Iowa residents who are simply trying to do their jobs to the best of their abilities might find themselves confronted with various forms of harassment and discrimination. This can be frightening and worrisome, as they may not know what to do to put a stop to it and are concerned about the possibility that a complaint could make matters worse. However, workers must remember that they have employee rights and can take steps to exercise them. Even if it takes time to file a case, it is important to understand how to move forward.
For example, a recent report notes that a 29-year-old woman who worked at an amusement park has filed a lawsuit asserting that she was harassed and was subjected to sexual and disability discrimination. The employee says that she worked at the job from May to September of 2017. She suffers from medical issues and asserts that she was subjected to harassment because of it. According to her, she informed the employers of her disabilities when she was interviewed for the job. Supervisors took part in bullying behaviors because of them. She claims that she was dismissed and a manager said that she would not have passed a drug test due to the medications she takes.
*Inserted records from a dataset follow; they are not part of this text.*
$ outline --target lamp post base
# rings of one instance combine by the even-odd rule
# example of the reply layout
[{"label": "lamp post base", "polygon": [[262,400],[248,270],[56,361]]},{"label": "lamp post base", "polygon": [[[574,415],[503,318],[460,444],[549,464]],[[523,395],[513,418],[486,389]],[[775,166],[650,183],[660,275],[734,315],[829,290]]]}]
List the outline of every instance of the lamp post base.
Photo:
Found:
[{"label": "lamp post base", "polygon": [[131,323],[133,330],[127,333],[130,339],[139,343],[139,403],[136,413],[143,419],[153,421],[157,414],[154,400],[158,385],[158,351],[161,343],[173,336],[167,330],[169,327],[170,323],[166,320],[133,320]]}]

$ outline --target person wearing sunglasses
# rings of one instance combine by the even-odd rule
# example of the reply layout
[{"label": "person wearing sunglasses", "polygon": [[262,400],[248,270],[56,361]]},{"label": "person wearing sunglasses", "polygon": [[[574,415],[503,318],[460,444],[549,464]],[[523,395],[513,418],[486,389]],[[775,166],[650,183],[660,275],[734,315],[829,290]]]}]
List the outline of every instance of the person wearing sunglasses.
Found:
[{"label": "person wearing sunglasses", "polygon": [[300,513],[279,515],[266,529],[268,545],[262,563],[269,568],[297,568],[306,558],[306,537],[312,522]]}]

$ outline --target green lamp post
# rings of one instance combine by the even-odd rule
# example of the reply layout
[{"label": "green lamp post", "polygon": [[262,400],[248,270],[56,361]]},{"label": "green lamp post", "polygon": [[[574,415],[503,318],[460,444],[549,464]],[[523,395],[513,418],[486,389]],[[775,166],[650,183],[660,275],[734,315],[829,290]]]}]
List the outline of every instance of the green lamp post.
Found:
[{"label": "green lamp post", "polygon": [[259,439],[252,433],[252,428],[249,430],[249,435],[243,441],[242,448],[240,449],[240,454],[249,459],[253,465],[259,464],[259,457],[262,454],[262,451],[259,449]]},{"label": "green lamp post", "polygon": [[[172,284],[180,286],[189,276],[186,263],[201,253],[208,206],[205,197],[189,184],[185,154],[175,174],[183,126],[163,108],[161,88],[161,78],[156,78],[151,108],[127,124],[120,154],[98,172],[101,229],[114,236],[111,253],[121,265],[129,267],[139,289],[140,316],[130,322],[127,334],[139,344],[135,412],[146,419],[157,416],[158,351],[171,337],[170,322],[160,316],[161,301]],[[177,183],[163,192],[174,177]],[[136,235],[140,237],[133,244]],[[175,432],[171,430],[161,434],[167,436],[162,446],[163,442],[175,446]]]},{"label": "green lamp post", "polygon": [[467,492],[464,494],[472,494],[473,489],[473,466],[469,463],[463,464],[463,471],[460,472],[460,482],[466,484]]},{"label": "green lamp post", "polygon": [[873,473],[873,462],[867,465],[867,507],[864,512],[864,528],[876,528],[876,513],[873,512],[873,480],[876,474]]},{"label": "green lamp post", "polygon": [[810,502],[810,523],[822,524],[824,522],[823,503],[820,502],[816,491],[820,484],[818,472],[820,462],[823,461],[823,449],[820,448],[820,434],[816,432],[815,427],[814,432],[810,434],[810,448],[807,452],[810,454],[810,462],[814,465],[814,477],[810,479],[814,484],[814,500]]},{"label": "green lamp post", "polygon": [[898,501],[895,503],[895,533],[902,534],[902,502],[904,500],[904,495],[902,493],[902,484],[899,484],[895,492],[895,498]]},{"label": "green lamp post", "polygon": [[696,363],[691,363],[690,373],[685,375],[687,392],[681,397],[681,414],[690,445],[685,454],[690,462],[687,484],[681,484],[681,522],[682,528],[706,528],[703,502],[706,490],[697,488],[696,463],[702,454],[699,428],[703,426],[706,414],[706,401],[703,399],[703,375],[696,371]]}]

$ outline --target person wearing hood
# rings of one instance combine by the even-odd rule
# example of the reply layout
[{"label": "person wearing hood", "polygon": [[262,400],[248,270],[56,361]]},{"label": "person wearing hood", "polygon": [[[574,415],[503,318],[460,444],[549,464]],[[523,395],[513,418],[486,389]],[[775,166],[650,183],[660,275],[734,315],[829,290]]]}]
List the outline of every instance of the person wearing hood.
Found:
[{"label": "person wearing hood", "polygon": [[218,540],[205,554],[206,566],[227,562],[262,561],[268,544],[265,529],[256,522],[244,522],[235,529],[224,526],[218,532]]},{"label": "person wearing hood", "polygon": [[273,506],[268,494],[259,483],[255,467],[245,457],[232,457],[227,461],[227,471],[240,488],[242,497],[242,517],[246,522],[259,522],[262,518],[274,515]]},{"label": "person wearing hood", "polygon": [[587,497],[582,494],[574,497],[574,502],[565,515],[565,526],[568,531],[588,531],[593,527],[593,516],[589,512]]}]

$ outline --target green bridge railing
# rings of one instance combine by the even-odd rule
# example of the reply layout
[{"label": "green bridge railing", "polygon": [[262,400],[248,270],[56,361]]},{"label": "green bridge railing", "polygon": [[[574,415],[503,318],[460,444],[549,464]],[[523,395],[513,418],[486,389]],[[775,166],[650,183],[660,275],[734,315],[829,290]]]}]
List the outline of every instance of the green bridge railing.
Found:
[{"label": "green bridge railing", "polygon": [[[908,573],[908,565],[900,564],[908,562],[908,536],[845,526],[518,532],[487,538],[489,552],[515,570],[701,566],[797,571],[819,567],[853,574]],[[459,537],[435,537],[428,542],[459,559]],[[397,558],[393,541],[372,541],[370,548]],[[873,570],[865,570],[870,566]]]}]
The woman says that she was not only harassed herself, but saw other workers mistreated. A bisexual teen who worked there was the subject of abusive sexual comments. The woman, who has Addison’s disease, Lupus and other issues, says that human resources was aware of her conditions. She says that she needed an ambulance at one point, but managers delayed calling one. She had been working in customer service and as a cashier, but was fired in September. She says it was due to her reporting the problems. Soon after, she informed the Iowa Civil Rights Commission of her treatment. This past March, she received notification that she had a right to sue.
Abusive comments and harassment can be the foundation for a legal filing. Those who have been confronted with these issues or any other forms of workplace discrimination must be cognizant of their rights to be compensated for any mistreatment whether it was during the interview process, while on the job or when being dismissed.